Auf was sich Deutschlands Klimaschutzdebatte einstellen kann, das zeigte am Mittwoch ein prominenter Gast, der aus Texas angereist war. William Colton, Vizepräsident und Chefstratege des amerikanischen Ölkonzerns Exxon, sprach über seine Sicht auf Deutschlands Energiewende und über europäische Klimaschutzambitionen. Diese sehen vor, bis 2030 die Treibhausgasemissionen um 40 Prozent gegenüber 1990 zu senken.

USA Gettysburg Trump mit Rudy Giuliani im Gettysburg National Military Park
Windige Zeiten: In Sachen Energie setzt Trump lieber aufs Öl Bild: Reuters/J. Ernst

Exxon-Manager: Ambitionierten Klimaschutz verfehlt man leicht

Die rechte Hand des Exxon-Chefs und damit des designierten US-Außenministers Rex Tillerson, sprach indirekt natürlich aber auch über die neuen Leitlinien der Trump-Administration. Diese neuen Energie-Koordinaten lassen viele Klimaschützer aufhorchen. Klimaschutz hochhalten, das ist in der Außendarstellung jetzt kein Muss mehr. Dieser Eindruck drängt sich auf, wenn man Colton über altbekannte Rezepte der Energiewirtschaft reden hört. Beispielsweise darüber, dass sich Konsumenten am Ende keine Gesetze diktieren ließen - auch keine Klimagesetze. "Die Kunden wollen in vielen Fällen genau das Gegenteil, was der Gesetzgeber ihnen in Sachen Klimaschutz auferlegen will", war deshalb einer der zentralen Botschaften Coltons. 

Dabei verwies er auf den Boom großer SUV-Fahrzeuge in den USA - und die vermeintliche Totgeburt der elektrischen Fahrzeuge. Nach Exxon-Prognosen werden rein elektrisch betriebene Autos auch 2040 ein Nischendasein fristen. Für Hybridfahrzeuge, die mit Gas oder Benzin in Kombination mit elektrischem Antrieb fahren, rechnet er weltweit mit gerade einmal 15 Prozent Marktanteil. Und Öl, das Kerngeschäft des Öl- und Gasgiganten aus Texas, werde auch 2040 mit Abstand die wichtigste Energiequelle der Welt darstellen. Deutschlands forcierten Ausbau von Wind- und Solarenergie, bezeichnete er mit amerikanischer Höflichkeit formuliert, als teuren Holzweg. 

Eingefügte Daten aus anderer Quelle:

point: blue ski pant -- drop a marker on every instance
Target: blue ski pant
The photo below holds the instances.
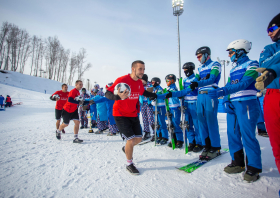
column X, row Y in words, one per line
column 175, row 120
column 193, row 133
column 261, row 124
column 161, row 121
column 207, row 111
column 241, row 128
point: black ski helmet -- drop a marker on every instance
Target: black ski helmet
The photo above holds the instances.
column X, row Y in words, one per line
column 170, row 77
column 275, row 22
column 157, row 80
column 203, row 50
column 189, row 65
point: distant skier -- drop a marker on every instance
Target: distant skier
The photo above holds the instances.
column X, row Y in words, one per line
column 83, row 113
column 8, row 101
column 146, row 110
column 70, row 111
column 162, row 132
column 270, row 79
column 2, row 101
column 174, row 106
column 125, row 110
column 243, row 111
column 61, row 98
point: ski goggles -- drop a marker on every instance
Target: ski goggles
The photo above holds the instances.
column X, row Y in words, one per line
column 272, row 29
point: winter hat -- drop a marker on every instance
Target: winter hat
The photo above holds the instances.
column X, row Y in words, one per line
column 145, row 77
column 274, row 21
column 96, row 86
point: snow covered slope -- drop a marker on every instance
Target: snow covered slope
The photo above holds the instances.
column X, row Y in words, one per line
column 28, row 82
column 34, row 163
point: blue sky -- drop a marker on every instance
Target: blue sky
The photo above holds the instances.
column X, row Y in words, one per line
column 115, row 33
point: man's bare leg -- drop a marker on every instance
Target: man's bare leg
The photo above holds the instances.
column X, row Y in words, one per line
column 76, row 127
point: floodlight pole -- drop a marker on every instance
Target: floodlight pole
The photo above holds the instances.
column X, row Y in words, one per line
column 177, row 11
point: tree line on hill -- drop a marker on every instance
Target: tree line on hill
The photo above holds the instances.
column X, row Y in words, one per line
column 45, row 57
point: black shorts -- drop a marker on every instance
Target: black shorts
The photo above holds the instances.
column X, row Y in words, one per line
column 58, row 114
column 69, row 116
column 129, row 127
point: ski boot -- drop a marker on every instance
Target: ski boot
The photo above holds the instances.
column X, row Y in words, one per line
column 232, row 169
column 251, row 176
column 163, row 141
column 191, row 147
column 77, row 140
column 212, row 154
column 132, row 169
column 179, row 144
column 204, row 153
column 197, row 148
column 146, row 136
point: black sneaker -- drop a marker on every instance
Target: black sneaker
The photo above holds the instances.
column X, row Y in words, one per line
column 58, row 135
column 163, row 141
column 212, row 154
column 132, row 169
column 146, row 136
column 179, row 144
column 197, row 148
column 77, row 140
column 251, row 176
column 191, row 147
column 153, row 138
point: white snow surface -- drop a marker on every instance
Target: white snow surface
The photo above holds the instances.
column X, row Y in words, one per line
column 34, row 163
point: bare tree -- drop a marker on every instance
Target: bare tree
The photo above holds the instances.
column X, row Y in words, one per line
column 3, row 34
column 80, row 63
column 52, row 51
column 73, row 67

Washington Trump Unterzeichnung Dekret Pipelineausbau Keystone XL
US-Präsident Trump forciert den umstrittenen Bau der Pipeline Keystone XL wieder. Bild: Reuters/K. Lamarque

Dass der Ölmanager fossilen Brennstoffen gute Zukunftschancen einräumt, konnte dabei kaum verwundern. Mit welchem kraftstrotzenden Selbstvertrauen er dies aber verband, erinnerte viele Zuschauer an die neuen Machtverhältnisse in Washington und die einschneidenden Veränderungen, die daraus resultieren könnten. In Richtung Deutschland sagte Colton: "Wer besonders weit voranprescht beim Klimaschutz, der verfehlt seine Ziele auch leicht." Dabei verwies der Texaner auf das Ziel der Bundesregierung, dass hierzulande bis 2030 rund 40 Prozent weniger Treibhausgase ausgestoßen werden sollen. Letzte Berechnungen zeigen, dass dieses Ziel wohl um knapp sieben Prozent verfehlt wird. Derlei Zielverfehlungen würden in den USA sehr wohl wahrgenommen. 

Deutschland: Einzelgänger oder Vorreiter?

Auf Kritik wie diese hatte der Noch-Wirtschaftsminister Gabriel bereits am Vortag reagiert. Er hob hervor, dass es zu den großen Erfolgen der aktuellen Bundesregierung von Union und SPD zähle, die übergeordneten Emissionsminderungsziele auf ganz konkrete Verpflichtungen in den einzelnen Energiebereichen heruntergebrochen zu haben. Im Klimaschutzplan 2050, den die Bundesregierung nach viel Zwist dann doch noch auf der Klimakonferenz in Marrakesch im Dezember präsentieren konnte, wird dargelegt, wie viel Treibhausgase bei Verkehr, Landwirtschaft, Stromproduktion oder Heizungsanlagen bis 2050 eingespart werden muss.

"Kein anderes Land hat einen so detaillierten und so ambitionierten Plan", lobte der Energieminister seine Regierungsarbeit und verband seinen letzten Auftritt in diesem Amt damit, die deutsche Energiewende als Gegenmodell zu den rückwärtsgewandten Kohle- und Erdöl-Plänen Trumps zu positionieren. "Die Energiewende macht volkswirtschaftlich Sinn", sagte Gabriel. Und dies würden inzwischen so viele Länder weltweit verstehen, dass er keine Angst um das Momentum beim weltweiten Klimaschutzdialog habe.